MOODY'S ASSIGNS A Baa3 ISSUER RATING TO TELEKOMUNIKACJA POLSKA SA (TPSA)
London, October 16, 1998 -- Moody's Investors Service has today assigned a Baa3 issuer rating to Telekomunikacja Polska SA (TPSA) for foreign currency obligations. The rating is at, but not constrained by, the foreign currency sovereign ceiling for Poland. This is the first time that Moody's has assigned a rating to TPSA.
The rating reflects our belief that TPSA will remain the dominant telecommunications operator in Poland and will benefit from its monopoly concession for long distance traffic until 1999 and international traffic until 2003. Moody's also expects that TPSA will continue to benefit from the state ownership of the company, even after partial privatisation, and from a supportive regulatory environment. Moody's takes into account both the opportunities and the challenges associated with TPSA's major investment programme to expand and upgrade its telecommunication network and information systems, improve the quality and range of services offered and boost efficiency. The strong supportive stance of the government is considered to mitigate, to a certain extent, the somewhat strained future financial profile of the company in its peak years of investment. The recently announced intention to introduce a strategic investor at a later stage of privatisation could also be viewed as a positive factor by Moody's.

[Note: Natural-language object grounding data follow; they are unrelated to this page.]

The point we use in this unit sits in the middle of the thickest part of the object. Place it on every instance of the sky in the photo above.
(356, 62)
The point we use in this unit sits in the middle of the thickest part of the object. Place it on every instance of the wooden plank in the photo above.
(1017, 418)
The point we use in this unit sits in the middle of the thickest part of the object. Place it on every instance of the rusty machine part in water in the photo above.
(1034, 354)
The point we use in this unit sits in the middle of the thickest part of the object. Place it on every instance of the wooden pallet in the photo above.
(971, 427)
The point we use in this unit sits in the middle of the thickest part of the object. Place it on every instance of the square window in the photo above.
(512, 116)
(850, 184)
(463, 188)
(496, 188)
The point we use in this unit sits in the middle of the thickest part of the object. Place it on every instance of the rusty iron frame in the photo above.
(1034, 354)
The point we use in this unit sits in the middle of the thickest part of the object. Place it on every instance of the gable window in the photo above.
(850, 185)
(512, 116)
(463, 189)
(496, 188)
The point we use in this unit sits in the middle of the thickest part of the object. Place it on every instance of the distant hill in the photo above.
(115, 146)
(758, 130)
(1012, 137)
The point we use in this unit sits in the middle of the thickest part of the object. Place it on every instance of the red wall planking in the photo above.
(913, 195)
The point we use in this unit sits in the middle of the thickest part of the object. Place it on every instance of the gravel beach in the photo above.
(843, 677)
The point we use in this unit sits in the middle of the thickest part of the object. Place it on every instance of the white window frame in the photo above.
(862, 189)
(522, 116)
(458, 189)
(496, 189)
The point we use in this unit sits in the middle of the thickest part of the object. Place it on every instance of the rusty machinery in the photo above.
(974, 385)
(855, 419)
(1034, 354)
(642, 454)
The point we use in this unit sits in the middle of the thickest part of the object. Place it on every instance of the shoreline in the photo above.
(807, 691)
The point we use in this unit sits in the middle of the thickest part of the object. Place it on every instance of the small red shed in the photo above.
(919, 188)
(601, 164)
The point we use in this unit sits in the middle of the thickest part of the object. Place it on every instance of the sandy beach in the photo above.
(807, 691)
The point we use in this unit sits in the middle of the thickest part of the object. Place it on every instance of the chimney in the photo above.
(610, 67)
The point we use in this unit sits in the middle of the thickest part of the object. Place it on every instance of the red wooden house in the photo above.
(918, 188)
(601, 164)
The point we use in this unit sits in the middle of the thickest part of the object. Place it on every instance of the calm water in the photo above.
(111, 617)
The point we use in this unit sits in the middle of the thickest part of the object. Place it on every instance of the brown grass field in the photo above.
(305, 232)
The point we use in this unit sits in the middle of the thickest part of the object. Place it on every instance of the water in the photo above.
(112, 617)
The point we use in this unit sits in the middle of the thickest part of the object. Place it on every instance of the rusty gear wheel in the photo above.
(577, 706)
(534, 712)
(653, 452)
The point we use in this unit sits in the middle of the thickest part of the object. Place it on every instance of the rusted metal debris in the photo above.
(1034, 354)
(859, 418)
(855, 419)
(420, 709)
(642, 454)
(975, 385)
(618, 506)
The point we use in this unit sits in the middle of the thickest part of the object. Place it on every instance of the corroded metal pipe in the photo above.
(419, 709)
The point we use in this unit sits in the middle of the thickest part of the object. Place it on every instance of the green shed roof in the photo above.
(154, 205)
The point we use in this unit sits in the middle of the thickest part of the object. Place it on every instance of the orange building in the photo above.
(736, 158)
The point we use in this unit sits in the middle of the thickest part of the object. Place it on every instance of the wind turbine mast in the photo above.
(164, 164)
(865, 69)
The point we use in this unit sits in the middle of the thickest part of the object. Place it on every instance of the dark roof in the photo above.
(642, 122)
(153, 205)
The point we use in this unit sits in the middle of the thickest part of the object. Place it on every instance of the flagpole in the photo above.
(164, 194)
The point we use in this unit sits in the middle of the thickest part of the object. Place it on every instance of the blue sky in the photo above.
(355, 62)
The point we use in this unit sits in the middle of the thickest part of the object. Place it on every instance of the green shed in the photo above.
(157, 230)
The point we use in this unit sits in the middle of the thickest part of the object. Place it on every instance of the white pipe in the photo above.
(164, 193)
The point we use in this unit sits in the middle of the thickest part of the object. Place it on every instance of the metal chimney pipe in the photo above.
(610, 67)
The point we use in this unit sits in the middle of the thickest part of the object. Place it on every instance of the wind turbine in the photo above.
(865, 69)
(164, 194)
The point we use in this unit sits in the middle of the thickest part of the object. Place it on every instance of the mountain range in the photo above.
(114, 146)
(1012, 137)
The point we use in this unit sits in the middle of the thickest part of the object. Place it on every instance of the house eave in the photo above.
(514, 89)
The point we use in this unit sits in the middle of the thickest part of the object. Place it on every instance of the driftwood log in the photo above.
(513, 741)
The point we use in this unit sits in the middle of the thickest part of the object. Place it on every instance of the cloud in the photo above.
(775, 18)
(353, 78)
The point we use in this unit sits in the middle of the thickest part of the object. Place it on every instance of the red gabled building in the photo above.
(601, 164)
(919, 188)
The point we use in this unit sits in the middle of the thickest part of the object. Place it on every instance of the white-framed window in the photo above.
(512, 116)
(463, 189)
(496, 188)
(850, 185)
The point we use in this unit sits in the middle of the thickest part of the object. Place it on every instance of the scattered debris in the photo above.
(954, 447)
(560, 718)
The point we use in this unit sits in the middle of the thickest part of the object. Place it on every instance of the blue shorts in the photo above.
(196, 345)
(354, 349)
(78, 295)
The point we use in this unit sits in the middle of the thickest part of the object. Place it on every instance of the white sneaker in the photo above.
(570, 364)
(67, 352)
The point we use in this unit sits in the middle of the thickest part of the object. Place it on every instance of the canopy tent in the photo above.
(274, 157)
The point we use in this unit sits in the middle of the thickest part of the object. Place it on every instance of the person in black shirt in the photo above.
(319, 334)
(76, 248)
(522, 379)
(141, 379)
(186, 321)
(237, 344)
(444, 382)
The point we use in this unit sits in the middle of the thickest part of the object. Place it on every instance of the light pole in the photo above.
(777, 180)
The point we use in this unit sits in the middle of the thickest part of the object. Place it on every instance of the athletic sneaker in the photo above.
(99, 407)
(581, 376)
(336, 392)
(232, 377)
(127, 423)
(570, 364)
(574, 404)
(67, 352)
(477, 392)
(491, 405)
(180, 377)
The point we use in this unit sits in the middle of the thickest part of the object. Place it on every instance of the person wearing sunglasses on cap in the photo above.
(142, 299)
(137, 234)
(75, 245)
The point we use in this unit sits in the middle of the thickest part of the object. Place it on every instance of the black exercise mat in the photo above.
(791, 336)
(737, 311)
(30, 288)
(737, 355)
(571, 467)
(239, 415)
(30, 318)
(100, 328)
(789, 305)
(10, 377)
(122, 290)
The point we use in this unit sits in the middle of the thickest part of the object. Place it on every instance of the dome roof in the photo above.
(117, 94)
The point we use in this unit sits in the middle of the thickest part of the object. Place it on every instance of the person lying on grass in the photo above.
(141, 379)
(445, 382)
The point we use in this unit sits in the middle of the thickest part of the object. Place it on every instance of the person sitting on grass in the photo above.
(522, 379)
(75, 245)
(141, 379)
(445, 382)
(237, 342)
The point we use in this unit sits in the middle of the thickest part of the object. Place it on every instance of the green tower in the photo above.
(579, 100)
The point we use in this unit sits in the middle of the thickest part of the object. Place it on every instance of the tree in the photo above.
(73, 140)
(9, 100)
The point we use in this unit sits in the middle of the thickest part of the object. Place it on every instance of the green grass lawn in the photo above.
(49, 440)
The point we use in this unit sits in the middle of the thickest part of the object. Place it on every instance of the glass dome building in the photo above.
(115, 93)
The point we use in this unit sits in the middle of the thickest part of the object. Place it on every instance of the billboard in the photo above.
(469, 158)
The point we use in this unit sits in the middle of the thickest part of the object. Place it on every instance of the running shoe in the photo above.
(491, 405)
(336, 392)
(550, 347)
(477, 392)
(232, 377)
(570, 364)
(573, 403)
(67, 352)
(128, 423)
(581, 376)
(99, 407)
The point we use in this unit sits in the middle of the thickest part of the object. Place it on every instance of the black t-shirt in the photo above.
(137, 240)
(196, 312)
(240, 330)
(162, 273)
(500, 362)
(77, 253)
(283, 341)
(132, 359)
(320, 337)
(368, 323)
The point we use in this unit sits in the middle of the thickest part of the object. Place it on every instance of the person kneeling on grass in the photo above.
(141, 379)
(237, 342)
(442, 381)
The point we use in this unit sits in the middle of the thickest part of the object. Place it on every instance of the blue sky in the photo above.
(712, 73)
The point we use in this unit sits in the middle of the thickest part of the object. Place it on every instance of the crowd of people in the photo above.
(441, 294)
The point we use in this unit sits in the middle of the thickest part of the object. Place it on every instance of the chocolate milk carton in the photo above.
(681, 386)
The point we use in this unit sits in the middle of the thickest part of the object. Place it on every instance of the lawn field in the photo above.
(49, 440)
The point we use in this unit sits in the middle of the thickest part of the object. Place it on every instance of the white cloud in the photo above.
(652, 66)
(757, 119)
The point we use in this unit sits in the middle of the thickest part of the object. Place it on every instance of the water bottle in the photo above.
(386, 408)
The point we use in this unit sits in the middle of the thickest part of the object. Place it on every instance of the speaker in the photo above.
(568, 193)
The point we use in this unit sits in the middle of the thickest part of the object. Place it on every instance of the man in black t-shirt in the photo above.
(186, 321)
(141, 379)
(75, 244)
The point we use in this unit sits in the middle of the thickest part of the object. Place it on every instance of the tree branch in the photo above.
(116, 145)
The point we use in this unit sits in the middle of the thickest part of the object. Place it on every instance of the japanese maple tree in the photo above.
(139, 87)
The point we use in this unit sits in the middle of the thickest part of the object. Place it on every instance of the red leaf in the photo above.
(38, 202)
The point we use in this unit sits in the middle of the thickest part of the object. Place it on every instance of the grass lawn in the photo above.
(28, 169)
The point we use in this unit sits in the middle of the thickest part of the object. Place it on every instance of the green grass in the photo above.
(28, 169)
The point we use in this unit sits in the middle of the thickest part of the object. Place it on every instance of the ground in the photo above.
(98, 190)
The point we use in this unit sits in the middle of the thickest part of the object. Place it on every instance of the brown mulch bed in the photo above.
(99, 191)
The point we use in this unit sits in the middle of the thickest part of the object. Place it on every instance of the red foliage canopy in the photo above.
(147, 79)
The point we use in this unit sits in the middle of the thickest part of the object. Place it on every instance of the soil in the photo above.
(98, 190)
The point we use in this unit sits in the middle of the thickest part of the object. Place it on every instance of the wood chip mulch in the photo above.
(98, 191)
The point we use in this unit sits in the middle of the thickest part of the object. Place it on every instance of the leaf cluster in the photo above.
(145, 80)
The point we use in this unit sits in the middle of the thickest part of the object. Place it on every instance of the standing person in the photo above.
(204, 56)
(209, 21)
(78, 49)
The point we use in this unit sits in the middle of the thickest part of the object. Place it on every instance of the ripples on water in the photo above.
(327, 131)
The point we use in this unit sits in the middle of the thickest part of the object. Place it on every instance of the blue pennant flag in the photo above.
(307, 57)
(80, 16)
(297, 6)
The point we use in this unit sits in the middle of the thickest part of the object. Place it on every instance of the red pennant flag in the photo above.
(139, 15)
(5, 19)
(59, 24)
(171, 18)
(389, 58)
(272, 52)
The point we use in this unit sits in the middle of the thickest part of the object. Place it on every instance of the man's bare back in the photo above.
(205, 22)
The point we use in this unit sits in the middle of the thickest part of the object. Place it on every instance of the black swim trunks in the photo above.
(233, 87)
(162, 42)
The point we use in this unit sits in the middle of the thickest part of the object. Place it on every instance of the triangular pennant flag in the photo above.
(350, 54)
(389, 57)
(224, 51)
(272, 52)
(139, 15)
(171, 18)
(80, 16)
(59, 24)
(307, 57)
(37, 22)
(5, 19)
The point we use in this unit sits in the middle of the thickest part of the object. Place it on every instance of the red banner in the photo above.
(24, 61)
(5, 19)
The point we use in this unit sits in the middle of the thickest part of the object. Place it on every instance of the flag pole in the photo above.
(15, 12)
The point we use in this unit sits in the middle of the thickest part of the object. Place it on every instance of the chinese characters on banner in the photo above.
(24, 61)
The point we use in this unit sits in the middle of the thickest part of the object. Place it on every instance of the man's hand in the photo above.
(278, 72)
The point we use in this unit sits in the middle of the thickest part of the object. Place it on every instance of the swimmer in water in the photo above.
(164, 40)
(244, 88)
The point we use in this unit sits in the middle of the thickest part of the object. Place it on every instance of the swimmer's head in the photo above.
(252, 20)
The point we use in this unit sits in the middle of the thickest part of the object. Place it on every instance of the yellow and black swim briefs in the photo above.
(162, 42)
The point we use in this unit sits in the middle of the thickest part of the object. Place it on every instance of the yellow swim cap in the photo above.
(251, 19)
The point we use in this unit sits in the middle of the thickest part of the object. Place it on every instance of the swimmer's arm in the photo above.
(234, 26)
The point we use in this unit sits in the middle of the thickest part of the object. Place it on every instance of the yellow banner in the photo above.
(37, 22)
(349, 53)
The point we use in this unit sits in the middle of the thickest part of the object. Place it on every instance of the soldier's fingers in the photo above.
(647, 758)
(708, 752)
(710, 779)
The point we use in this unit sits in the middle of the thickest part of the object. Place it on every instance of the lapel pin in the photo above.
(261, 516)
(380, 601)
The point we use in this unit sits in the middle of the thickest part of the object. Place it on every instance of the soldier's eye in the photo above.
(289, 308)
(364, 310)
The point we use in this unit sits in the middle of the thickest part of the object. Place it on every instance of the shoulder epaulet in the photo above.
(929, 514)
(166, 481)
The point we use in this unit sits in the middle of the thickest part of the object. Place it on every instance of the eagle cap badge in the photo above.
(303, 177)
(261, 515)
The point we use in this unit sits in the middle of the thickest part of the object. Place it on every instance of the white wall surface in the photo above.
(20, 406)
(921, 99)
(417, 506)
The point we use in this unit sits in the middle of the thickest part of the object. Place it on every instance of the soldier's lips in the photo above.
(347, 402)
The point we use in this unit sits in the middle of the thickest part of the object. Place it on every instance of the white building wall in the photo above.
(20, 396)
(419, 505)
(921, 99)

The Polish telecommunication system, with one of the lowest penetration rates in Europe, at only 20 lines per 100 inhabitants, and a current digitalisation of 57% of local switching capacity, is in significant need of expansion and modernisation. TPSA has therefore very good growth opportunities; over time we expect the company to eliminate its long waiting list, achieve higher penetration rates (a minimum of 25% is targeted for 2000) and improve the technological quality of its network, in so doing we expect it to benefit from the considerable pent up demand and favourable forecast growth rates in Poland. Whilst the regulatory environment is still evolving and there is uncertainty as to the tariff setting mechanism, the government have expressed a strong commitment to the completion of tariff rebalancing before full deregulation takes place. TPSA has a key role to play in the context of the government's stated goal of bringing the telecommunications infrastructure in Poland to a level commensurate with EU countries. We expect that TPSA will retain its strong dominant position even after liberalisation and that market growth should help offset any competitive inroads.
The rating also factors the financial, managerial and technological challenges associated with the successful implementation of TPSA's major investment plans (involving some $5bn of capital expenditure through to 2001), before the Polish telecommunications industry becomes fully competitive. The company has sizeable funding requirements to meet its business plan and this will increase leverage substantially through to a peak in 2000. A delay in the implementation of the planned network upgrade and efficiency improvements - which on standard industry measures are currently very low - may reduce cash flow and weaken debt protection ratios. The company is however on target with over 900,000 new access lines projected for 1998 and appears on course for 1.1mn in both 1999 and 2000. An upgraded network should help TPSA to improve customer satisfaction and refine and expand the marketing of its services, particularly in the business sector.
Moody's issuer ratings are opinions of the ability of entities to honour senior unsecured obligations. Specific debt issues of the issuer may be rated differently, and are considered unrated unless individually rated by Moody's.
TPSA, headquartered in Warsaw, Poland, is the dominant provider of telecommunications services and products in Poland and serves 8 million access lines. It also provides local, long distance, mobile (through its majority stake in Centretel) and international communication services. The company is currently in the process of being partially privatised. The state proposes at this stage to maintain a majority stake, however this may be further reduced in 1999 or beyond.